Data Sources

This article explains what data sources are and how to create and use them.

Data sources are a type of workload asset and represent a location where data is actually stored. They may represent a remote data location, such as NFS, Git, or S3, or a Kubernetes local resource, such as PVC, ConfigMap, HostPath, or Secret.

This configuration simplifies the mapping of the data into the workload’s file system and handles the mounting process during workload creation for reading and writing. These data sources are reusable and can be easily integrated and used by AI practitioners while submitting workloads across various scopes.

Data sources table¶

The data sources table can be found under Workload manager in the Run:ai platform.

The data sources table provides a list of all the data sources defined in the platform and allows you to manage them.

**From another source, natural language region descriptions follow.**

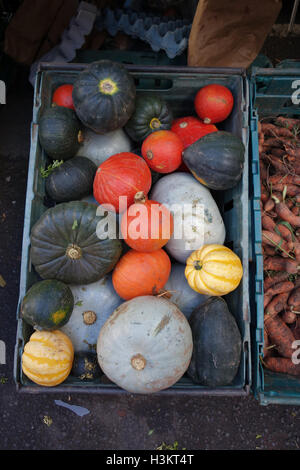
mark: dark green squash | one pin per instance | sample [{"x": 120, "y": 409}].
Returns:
[
  {"x": 151, "y": 114},
  {"x": 72, "y": 180},
  {"x": 59, "y": 132},
  {"x": 217, "y": 344},
  {"x": 65, "y": 245},
  {"x": 47, "y": 305},
  {"x": 86, "y": 366},
  {"x": 216, "y": 160},
  {"x": 104, "y": 96}
]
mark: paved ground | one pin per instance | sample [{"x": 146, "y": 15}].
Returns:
[{"x": 130, "y": 422}]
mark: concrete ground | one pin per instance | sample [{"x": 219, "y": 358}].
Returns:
[{"x": 114, "y": 423}]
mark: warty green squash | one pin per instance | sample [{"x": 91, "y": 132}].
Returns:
[
  {"x": 104, "y": 96},
  {"x": 152, "y": 113},
  {"x": 65, "y": 244}
]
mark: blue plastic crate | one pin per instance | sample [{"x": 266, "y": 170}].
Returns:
[
  {"x": 178, "y": 86},
  {"x": 270, "y": 95}
]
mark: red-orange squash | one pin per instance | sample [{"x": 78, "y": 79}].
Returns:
[
  {"x": 146, "y": 225},
  {"x": 162, "y": 150},
  {"x": 189, "y": 129},
  {"x": 139, "y": 273},
  {"x": 123, "y": 174},
  {"x": 213, "y": 103}
]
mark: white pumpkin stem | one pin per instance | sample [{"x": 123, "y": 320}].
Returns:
[
  {"x": 89, "y": 317},
  {"x": 138, "y": 362}
]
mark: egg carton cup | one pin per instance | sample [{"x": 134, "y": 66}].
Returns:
[{"x": 159, "y": 32}]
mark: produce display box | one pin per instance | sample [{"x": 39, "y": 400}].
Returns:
[
  {"x": 177, "y": 85},
  {"x": 270, "y": 95}
]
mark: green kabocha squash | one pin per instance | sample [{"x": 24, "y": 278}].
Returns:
[
  {"x": 59, "y": 133},
  {"x": 217, "y": 344},
  {"x": 216, "y": 160},
  {"x": 72, "y": 180},
  {"x": 85, "y": 366},
  {"x": 47, "y": 305},
  {"x": 69, "y": 244},
  {"x": 151, "y": 114},
  {"x": 104, "y": 96}
]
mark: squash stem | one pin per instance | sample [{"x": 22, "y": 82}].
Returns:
[
  {"x": 138, "y": 362},
  {"x": 74, "y": 252},
  {"x": 197, "y": 265}
]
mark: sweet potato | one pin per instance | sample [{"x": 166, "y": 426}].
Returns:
[
  {"x": 271, "y": 280},
  {"x": 288, "y": 317},
  {"x": 267, "y": 350},
  {"x": 285, "y": 232},
  {"x": 294, "y": 151},
  {"x": 290, "y": 189},
  {"x": 286, "y": 214},
  {"x": 288, "y": 123},
  {"x": 277, "y": 263},
  {"x": 281, "y": 288},
  {"x": 280, "y": 335},
  {"x": 269, "y": 205},
  {"x": 294, "y": 299},
  {"x": 277, "y": 304},
  {"x": 282, "y": 365},
  {"x": 264, "y": 195},
  {"x": 296, "y": 329},
  {"x": 270, "y": 130},
  {"x": 275, "y": 240}
]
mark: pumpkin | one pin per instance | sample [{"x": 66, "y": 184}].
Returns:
[
  {"x": 216, "y": 160},
  {"x": 99, "y": 148},
  {"x": 178, "y": 291},
  {"x": 186, "y": 199},
  {"x": 93, "y": 304},
  {"x": 47, "y": 305},
  {"x": 213, "y": 103},
  {"x": 104, "y": 96},
  {"x": 62, "y": 96},
  {"x": 151, "y": 114},
  {"x": 162, "y": 151},
  {"x": 72, "y": 180},
  {"x": 146, "y": 225},
  {"x": 59, "y": 133},
  {"x": 214, "y": 270},
  {"x": 69, "y": 244},
  {"x": 122, "y": 175},
  {"x": 146, "y": 345},
  {"x": 217, "y": 344},
  {"x": 47, "y": 357},
  {"x": 139, "y": 273},
  {"x": 86, "y": 366},
  {"x": 189, "y": 129}
]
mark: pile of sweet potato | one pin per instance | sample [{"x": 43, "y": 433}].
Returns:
[{"x": 279, "y": 149}]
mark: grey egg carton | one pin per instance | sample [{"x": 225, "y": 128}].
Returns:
[{"x": 160, "y": 32}]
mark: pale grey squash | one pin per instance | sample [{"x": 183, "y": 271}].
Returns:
[
  {"x": 145, "y": 345},
  {"x": 99, "y": 147},
  {"x": 182, "y": 193},
  {"x": 93, "y": 304}
]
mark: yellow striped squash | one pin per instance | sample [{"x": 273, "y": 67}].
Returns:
[
  {"x": 213, "y": 270},
  {"x": 48, "y": 357}
]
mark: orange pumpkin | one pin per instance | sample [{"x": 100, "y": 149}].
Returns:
[
  {"x": 139, "y": 273},
  {"x": 146, "y": 225},
  {"x": 162, "y": 151}
]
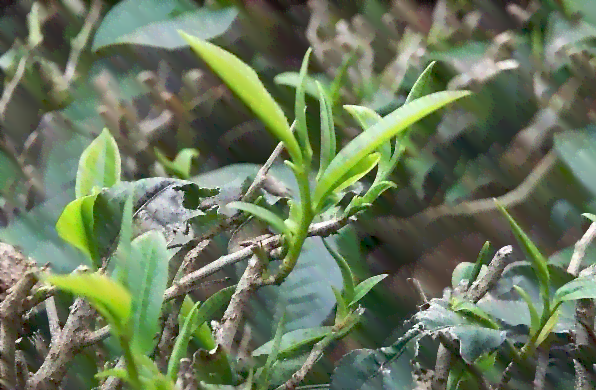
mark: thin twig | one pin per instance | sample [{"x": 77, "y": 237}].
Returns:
[
  {"x": 193, "y": 280},
  {"x": 312, "y": 358},
  {"x": 10, "y": 325},
  {"x": 80, "y": 41},
  {"x": 14, "y": 82},
  {"x": 249, "y": 282},
  {"x": 492, "y": 275}
]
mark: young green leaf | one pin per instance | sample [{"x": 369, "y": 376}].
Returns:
[
  {"x": 295, "y": 341},
  {"x": 245, "y": 83},
  {"x": 482, "y": 259},
  {"x": 72, "y": 225},
  {"x": 262, "y": 213},
  {"x": 327, "y": 131},
  {"x": 422, "y": 85},
  {"x": 181, "y": 344},
  {"x": 342, "y": 305},
  {"x": 264, "y": 377},
  {"x": 548, "y": 327},
  {"x": 99, "y": 165},
  {"x": 300, "y": 106},
  {"x": 150, "y": 252},
  {"x": 181, "y": 165},
  {"x": 109, "y": 298},
  {"x": 346, "y": 272},
  {"x": 199, "y": 313},
  {"x": 358, "y": 171},
  {"x": 363, "y": 288},
  {"x": 583, "y": 287},
  {"x": 534, "y": 317},
  {"x": 370, "y": 140},
  {"x": 538, "y": 260}
]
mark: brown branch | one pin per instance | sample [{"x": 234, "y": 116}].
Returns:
[
  {"x": 249, "y": 282},
  {"x": 585, "y": 310},
  {"x": 51, "y": 373},
  {"x": 11, "y": 323}
]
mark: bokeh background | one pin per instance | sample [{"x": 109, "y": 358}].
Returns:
[{"x": 526, "y": 137}]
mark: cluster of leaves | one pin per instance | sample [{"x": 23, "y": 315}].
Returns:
[{"x": 99, "y": 222}]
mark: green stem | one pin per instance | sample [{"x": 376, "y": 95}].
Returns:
[
  {"x": 306, "y": 218},
  {"x": 131, "y": 366}
]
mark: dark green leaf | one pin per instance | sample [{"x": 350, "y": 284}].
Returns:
[
  {"x": 294, "y": 341},
  {"x": 156, "y": 23},
  {"x": 262, "y": 213},
  {"x": 476, "y": 341}
]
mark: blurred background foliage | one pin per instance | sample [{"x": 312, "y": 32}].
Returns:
[{"x": 72, "y": 67}]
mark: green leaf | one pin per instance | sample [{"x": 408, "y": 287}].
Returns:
[
  {"x": 583, "y": 287},
  {"x": 358, "y": 171},
  {"x": 482, "y": 259},
  {"x": 534, "y": 318},
  {"x": 156, "y": 23},
  {"x": 464, "y": 270},
  {"x": 422, "y": 85},
  {"x": 346, "y": 272},
  {"x": 262, "y": 213},
  {"x": 370, "y": 140},
  {"x": 300, "y": 106},
  {"x": 476, "y": 341},
  {"x": 147, "y": 288},
  {"x": 202, "y": 334},
  {"x": 363, "y": 288},
  {"x": 35, "y": 35},
  {"x": 73, "y": 225},
  {"x": 111, "y": 299},
  {"x": 181, "y": 344},
  {"x": 181, "y": 165},
  {"x": 342, "y": 305},
  {"x": 538, "y": 260},
  {"x": 272, "y": 358},
  {"x": 99, "y": 165},
  {"x": 294, "y": 341},
  {"x": 474, "y": 313},
  {"x": 328, "y": 147},
  {"x": 243, "y": 80}
]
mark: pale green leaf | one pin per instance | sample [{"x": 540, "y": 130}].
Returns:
[
  {"x": 346, "y": 272},
  {"x": 370, "y": 140},
  {"x": 147, "y": 288},
  {"x": 300, "y": 106},
  {"x": 99, "y": 165},
  {"x": 363, "y": 288},
  {"x": 358, "y": 171},
  {"x": 109, "y": 298},
  {"x": 328, "y": 146},
  {"x": 262, "y": 213},
  {"x": 534, "y": 317},
  {"x": 181, "y": 165},
  {"x": 245, "y": 83}
]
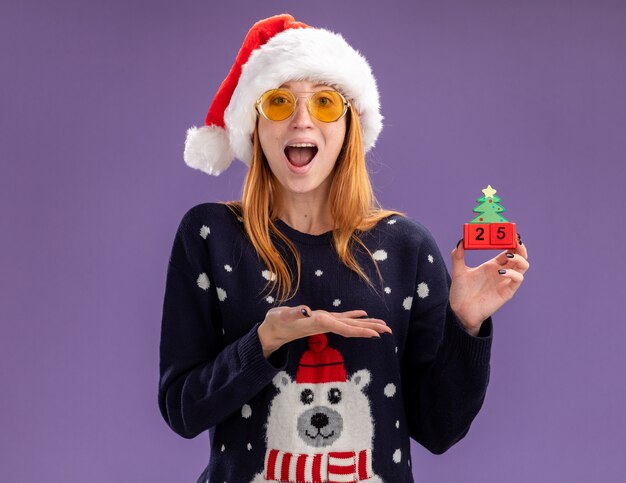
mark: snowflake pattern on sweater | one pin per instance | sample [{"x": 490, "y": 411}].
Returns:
[{"x": 268, "y": 422}]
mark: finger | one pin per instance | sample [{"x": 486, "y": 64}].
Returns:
[
  {"x": 324, "y": 322},
  {"x": 515, "y": 277},
  {"x": 458, "y": 259},
  {"x": 294, "y": 313},
  {"x": 521, "y": 248},
  {"x": 350, "y": 313},
  {"x": 513, "y": 261},
  {"x": 377, "y": 324}
]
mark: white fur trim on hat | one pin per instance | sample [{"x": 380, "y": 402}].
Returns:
[
  {"x": 207, "y": 148},
  {"x": 302, "y": 54}
]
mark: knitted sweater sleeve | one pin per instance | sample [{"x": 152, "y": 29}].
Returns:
[
  {"x": 202, "y": 380},
  {"x": 445, "y": 370}
]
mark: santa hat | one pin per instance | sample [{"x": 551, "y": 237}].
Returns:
[
  {"x": 277, "y": 50},
  {"x": 320, "y": 363}
]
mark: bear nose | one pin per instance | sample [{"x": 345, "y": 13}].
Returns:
[{"x": 319, "y": 420}]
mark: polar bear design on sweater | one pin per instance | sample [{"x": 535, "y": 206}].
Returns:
[{"x": 320, "y": 427}]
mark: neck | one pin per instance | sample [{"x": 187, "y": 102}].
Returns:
[{"x": 307, "y": 213}]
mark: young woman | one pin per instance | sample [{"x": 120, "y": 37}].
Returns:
[{"x": 311, "y": 332}]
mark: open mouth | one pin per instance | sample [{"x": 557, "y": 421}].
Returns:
[{"x": 300, "y": 154}]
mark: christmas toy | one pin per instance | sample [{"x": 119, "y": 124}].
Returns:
[{"x": 490, "y": 230}]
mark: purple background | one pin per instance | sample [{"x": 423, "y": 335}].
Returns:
[{"x": 96, "y": 96}]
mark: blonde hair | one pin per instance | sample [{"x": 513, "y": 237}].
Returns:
[{"x": 353, "y": 207}]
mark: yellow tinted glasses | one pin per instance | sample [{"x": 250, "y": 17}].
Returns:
[{"x": 280, "y": 104}]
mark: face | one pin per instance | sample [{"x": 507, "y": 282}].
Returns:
[{"x": 302, "y": 151}]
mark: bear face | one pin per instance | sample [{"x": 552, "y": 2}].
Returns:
[{"x": 320, "y": 418}]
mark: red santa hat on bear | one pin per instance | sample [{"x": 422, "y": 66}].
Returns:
[
  {"x": 277, "y": 50},
  {"x": 320, "y": 364}
]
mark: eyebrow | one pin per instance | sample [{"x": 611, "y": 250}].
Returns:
[{"x": 314, "y": 87}]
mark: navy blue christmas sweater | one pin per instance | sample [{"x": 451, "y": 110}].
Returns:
[{"x": 326, "y": 408}]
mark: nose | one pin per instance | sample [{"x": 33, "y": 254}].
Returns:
[
  {"x": 319, "y": 420},
  {"x": 301, "y": 117}
]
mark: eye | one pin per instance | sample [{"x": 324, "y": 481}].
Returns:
[
  {"x": 279, "y": 100},
  {"x": 324, "y": 99},
  {"x": 306, "y": 396},
  {"x": 334, "y": 395}
]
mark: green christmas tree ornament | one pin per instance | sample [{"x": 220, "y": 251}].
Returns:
[{"x": 490, "y": 230}]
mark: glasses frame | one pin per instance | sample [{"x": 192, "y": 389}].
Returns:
[{"x": 345, "y": 102}]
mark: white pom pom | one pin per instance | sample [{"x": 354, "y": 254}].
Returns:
[{"x": 207, "y": 148}]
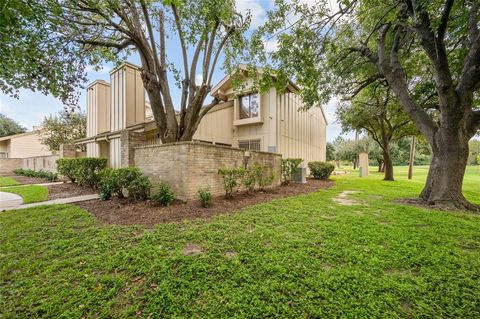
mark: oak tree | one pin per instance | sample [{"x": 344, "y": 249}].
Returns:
[{"x": 428, "y": 52}]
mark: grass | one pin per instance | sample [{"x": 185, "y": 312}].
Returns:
[
  {"x": 299, "y": 257},
  {"x": 7, "y": 181},
  {"x": 29, "y": 193}
]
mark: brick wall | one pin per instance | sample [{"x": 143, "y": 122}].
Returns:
[
  {"x": 187, "y": 166},
  {"x": 46, "y": 163}
]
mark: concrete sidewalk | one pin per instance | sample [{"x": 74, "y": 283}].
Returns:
[
  {"x": 41, "y": 184},
  {"x": 9, "y": 201}
]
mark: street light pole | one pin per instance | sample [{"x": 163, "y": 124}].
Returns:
[{"x": 412, "y": 157}]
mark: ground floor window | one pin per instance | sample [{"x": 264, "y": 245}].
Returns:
[{"x": 250, "y": 145}]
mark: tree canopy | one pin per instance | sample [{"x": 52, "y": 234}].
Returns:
[
  {"x": 50, "y": 42},
  {"x": 427, "y": 52},
  {"x": 9, "y": 126}
]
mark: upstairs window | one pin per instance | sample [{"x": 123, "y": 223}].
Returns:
[
  {"x": 250, "y": 145},
  {"x": 249, "y": 106}
]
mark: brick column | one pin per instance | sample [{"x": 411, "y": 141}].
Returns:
[{"x": 128, "y": 141}]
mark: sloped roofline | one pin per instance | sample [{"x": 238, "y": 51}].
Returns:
[{"x": 292, "y": 86}]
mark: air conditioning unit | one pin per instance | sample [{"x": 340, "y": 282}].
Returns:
[{"x": 300, "y": 176}]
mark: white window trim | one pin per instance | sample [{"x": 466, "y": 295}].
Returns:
[{"x": 252, "y": 120}]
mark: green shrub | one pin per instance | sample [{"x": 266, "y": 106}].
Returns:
[
  {"x": 264, "y": 175},
  {"x": 289, "y": 166},
  {"x": 87, "y": 172},
  {"x": 139, "y": 188},
  {"x": 113, "y": 182},
  {"x": 205, "y": 196},
  {"x": 47, "y": 175},
  {"x": 18, "y": 171},
  {"x": 321, "y": 170},
  {"x": 67, "y": 167},
  {"x": 249, "y": 180},
  {"x": 232, "y": 179},
  {"x": 163, "y": 194}
]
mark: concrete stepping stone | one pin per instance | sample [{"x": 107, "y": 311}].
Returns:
[{"x": 9, "y": 201}]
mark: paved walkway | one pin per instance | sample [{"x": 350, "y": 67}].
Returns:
[
  {"x": 41, "y": 184},
  {"x": 68, "y": 200},
  {"x": 9, "y": 201}
]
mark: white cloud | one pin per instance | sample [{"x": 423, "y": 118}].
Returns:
[
  {"x": 6, "y": 109},
  {"x": 270, "y": 45},
  {"x": 256, "y": 10}
]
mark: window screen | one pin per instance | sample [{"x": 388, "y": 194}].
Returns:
[
  {"x": 250, "y": 145},
  {"x": 249, "y": 106}
]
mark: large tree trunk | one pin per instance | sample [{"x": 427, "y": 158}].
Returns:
[
  {"x": 445, "y": 177},
  {"x": 380, "y": 165},
  {"x": 388, "y": 166}
]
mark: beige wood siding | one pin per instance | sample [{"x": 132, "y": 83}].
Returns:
[
  {"x": 127, "y": 97},
  {"x": 301, "y": 134},
  {"x": 27, "y": 145},
  {"x": 216, "y": 125},
  {"x": 98, "y": 108},
  {"x": 93, "y": 149},
  {"x": 115, "y": 153},
  {"x": 265, "y": 131}
]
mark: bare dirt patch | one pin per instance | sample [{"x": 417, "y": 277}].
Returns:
[
  {"x": 123, "y": 212},
  {"x": 66, "y": 190},
  {"x": 343, "y": 199}
]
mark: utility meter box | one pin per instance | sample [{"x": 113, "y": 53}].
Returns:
[{"x": 300, "y": 176}]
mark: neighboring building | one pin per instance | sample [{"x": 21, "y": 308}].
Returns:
[
  {"x": 269, "y": 122},
  {"x": 23, "y": 145}
]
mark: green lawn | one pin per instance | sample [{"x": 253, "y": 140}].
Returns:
[
  {"x": 7, "y": 181},
  {"x": 300, "y": 257},
  {"x": 29, "y": 193}
]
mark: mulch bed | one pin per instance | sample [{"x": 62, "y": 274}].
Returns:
[
  {"x": 67, "y": 190},
  {"x": 29, "y": 180},
  {"x": 147, "y": 213}
]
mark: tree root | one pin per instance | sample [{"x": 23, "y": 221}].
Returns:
[{"x": 444, "y": 205}]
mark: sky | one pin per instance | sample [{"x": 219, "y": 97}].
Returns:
[{"x": 31, "y": 107}]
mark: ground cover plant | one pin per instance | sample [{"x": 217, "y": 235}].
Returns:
[
  {"x": 29, "y": 193},
  {"x": 7, "y": 181},
  {"x": 307, "y": 256}
]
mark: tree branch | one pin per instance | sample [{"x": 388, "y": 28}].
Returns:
[{"x": 442, "y": 28}]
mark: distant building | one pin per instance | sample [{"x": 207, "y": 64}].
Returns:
[
  {"x": 23, "y": 145},
  {"x": 269, "y": 122}
]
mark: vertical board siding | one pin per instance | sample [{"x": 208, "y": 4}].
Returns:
[{"x": 300, "y": 133}]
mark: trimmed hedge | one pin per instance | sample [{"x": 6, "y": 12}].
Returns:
[
  {"x": 232, "y": 179},
  {"x": 66, "y": 167},
  {"x": 255, "y": 175},
  {"x": 321, "y": 170},
  {"x": 289, "y": 166},
  {"x": 114, "y": 181},
  {"x": 85, "y": 171},
  {"x": 49, "y": 176},
  {"x": 163, "y": 194}
]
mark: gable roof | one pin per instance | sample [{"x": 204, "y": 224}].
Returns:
[{"x": 226, "y": 81}]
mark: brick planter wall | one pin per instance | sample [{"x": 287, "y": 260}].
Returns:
[{"x": 187, "y": 166}]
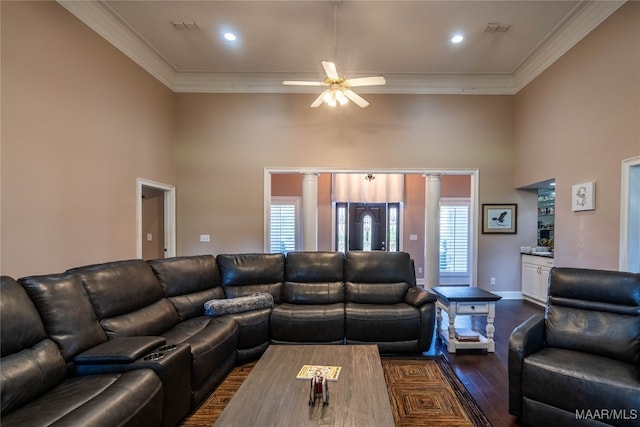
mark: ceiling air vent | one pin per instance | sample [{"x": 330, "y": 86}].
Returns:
[{"x": 493, "y": 27}]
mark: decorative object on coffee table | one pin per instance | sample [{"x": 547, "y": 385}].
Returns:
[
  {"x": 307, "y": 372},
  {"x": 465, "y": 300},
  {"x": 319, "y": 387}
]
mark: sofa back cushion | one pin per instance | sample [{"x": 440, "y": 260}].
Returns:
[
  {"x": 31, "y": 363},
  {"x": 314, "y": 278},
  {"x": 127, "y": 298},
  {"x": 246, "y": 274},
  {"x": 595, "y": 311},
  {"x": 189, "y": 282},
  {"x": 66, "y": 311},
  {"x": 378, "y": 277}
]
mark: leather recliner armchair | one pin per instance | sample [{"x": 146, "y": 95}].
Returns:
[{"x": 580, "y": 363}]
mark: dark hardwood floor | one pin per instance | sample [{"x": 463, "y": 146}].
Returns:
[{"x": 486, "y": 374}]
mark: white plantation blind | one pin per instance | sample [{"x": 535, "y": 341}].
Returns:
[
  {"x": 454, "y": 236},
  {"x": 284, "y": 234}
]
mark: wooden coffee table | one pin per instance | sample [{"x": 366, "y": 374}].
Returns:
[
  {"x": 465, "y": 300},
  {"x": 272, "y": 396}
]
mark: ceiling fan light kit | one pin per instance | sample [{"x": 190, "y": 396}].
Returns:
[{"x": 339, "y": 89}]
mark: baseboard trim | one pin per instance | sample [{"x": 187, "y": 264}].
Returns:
[{"x": 508, "y": 294}]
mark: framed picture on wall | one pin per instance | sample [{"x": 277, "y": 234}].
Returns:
[
  {"x": 499, "y": 219},
  {"x": 583, "y": 197}
]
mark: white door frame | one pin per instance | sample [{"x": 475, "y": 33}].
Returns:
[
  {"x": 625, "y": 198},
  {"x": 475, "y": 191},
  {"x": 169, "y": 215}
]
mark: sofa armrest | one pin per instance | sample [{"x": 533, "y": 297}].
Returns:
[
  {"x": 526, "y": 338},
  {"x": 418, "y": 297},
  {"x": 119, "y": 351}
]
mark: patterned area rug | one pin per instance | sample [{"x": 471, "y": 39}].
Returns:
[
  {"x": 427, "y": 392},
  {"x": 423, "y": 392}
]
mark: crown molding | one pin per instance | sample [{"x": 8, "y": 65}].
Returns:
[
  {"x": 100, "y": 20},
  {"x": 488, "y": 84},
  {"x": 587, "y": 16}
]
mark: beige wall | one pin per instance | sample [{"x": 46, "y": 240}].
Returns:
[
  {"x": 576, "y": 122},
  {"x": 80, "y": 122},
  {"x": 225, "y": 141}
]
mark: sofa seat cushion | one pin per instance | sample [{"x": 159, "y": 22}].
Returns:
[
  {"x": 131, "y": 398},
  {"x": 572, "y": 380},
  {"x": 253, "y": 327},
  {"x": 381, "y": 322},
  {"x": 307, "y": 323},
  {"x": 220, "y": 307},
  {"x": 212, "y": 341}
]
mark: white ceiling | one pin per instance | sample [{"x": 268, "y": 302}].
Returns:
[{"x": 406, "y": 41}]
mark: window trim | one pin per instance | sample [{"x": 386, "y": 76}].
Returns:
[
  {"x": 460, "y": 201},
  {"x": 288, "y": 200}
]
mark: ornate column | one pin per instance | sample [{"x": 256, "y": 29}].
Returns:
[
  {"x": 309, "y": 211},
  {"x": 432, "y": 231}
]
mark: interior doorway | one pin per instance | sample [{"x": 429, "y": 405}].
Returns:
[
  {"x": 155, "y": 220},
  {"x": 630, "y": 216},
  {"x": 367, "y": 226},
  {"x": 460, "y": 183}
]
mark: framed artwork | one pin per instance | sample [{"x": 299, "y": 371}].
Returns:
[
  {"x": 499, "y": 219},
  {"x": 583, "y": 197}
]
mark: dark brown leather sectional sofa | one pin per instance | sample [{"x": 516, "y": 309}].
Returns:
[{"x": 127, "y": 342}]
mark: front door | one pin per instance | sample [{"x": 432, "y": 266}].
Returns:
[{"x": 367, "y": 226}]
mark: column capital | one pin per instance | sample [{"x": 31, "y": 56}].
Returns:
[{"x": 432, "y": 176}]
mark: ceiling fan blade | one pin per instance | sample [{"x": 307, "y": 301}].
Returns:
[
  {"x": 330, "y": 69},
  {"x": 360, "y": 101},
  {"x": 301, "y": 83},
  {"x": 319, "y": 100},
  {"x": 366, "y": 81}
]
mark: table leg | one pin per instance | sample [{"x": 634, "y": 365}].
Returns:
[
  {"x": 491, "y": 345},
  {"x": 439, "y": 321},
  {"x": 451, "y": 347}
]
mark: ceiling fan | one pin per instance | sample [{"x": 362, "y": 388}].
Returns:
[{"x": 338, "y": 88}]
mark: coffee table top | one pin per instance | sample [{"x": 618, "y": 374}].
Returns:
[
  {"x": 464, "y": 294},
  {"x": 272, "y": 396}
]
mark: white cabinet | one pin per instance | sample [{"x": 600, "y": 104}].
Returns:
[{"x": 535, "y": 277}]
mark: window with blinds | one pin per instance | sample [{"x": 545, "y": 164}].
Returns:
[
  {"x": 454, "y": 237},
  {"x": 284, "y": 231}
]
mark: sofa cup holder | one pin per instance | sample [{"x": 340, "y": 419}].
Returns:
[{"x": 153, "y": 356}]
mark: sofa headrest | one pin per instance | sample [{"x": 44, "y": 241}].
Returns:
[
  {"x": 594, "y": 311},
  {"x": 188, "y": 274},
  {"x": 251, "y": 269},
  {"x": 379, "y": 267},
  {"x": 119, "y": 287},
  {"x": 66, "y": 311},
  {"x": 600, "y": 290},
  {"x": 20, "y": 323},
  {"x": 314, "y": 267}
]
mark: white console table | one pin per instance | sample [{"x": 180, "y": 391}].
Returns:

The data sources table comprises the following columns:

Column	Description
Data source	The name of the data source
Description	A description of the data source
Type	The type of data source connected – e.g., S3 bucket, PVC, or others
Status	The different lifecycle phases and representation of the data source condition
Scope	The scope of the data source within the organizational tree. Click the scope name to view the organizational tree diagram
Kubernetes name	The unique name of the data sources Kubernetes name as it appears in the cluster
Workload(s)	The list of existing workloads that use the data source
Template(s)	The list of workload templates that use the data source
Created by	The user who created the data source
Creation time	The timestamp for when the data source was created
Cluster	The cluster that the data source is associated with

Data sources status¶

The following table describes the data sources' condition and whether they were created successfully for the selected scope.

Status	Description
No issues found	No issues were found while creating the data source
Issues found	Issues were found while propagating the data source credentials
Issues found	The data source couldn’t be created at the cluster
Creating…	The data source is being created
No status / “-”	When the data source’s scope is an account, the current version of the cluster is not up to date, or the asset is not a cluster-syncing entity, the status can’t be displayed

Customizing the table view¶

Filter - Click ADD FILTER, select the column to filter by, and enter the filter values
Search - Click SEARCH and type the value to search by
Sort - Click each column header to sort by
Column selection - Click COLUMNS and select the columns to display in the table
Download table - Click MORE and then click ‘Download as CSV’
Refresh - Click REFRESH to update the table with the latest data

Adding a new data source¶

To create a new data source:

Click +NEW DATA SOURCE
Select the data source type from the list. Follow the step-by-step guide for each data source type:

NFS¶

A Network File System (NFS) is a Kubernetes concept used for sharing storage in the cluster among different pods. Like a PVC, the NFS volume’s content remains preserved, even outside the lifecycle of a single pod. However, unlike PVCs, which abstract storage management, NFS provides a method for network-based file sharing. The NFS volume can be pre-populated with data and can be mounted by multiple pod writers simultaneously. At Run:ai, an NFS-type data source is an abstraction that is mapped directly to a Kubernetes NFS volume. This integration allows multiple workloads under various scopes to mount and present the NFS data source.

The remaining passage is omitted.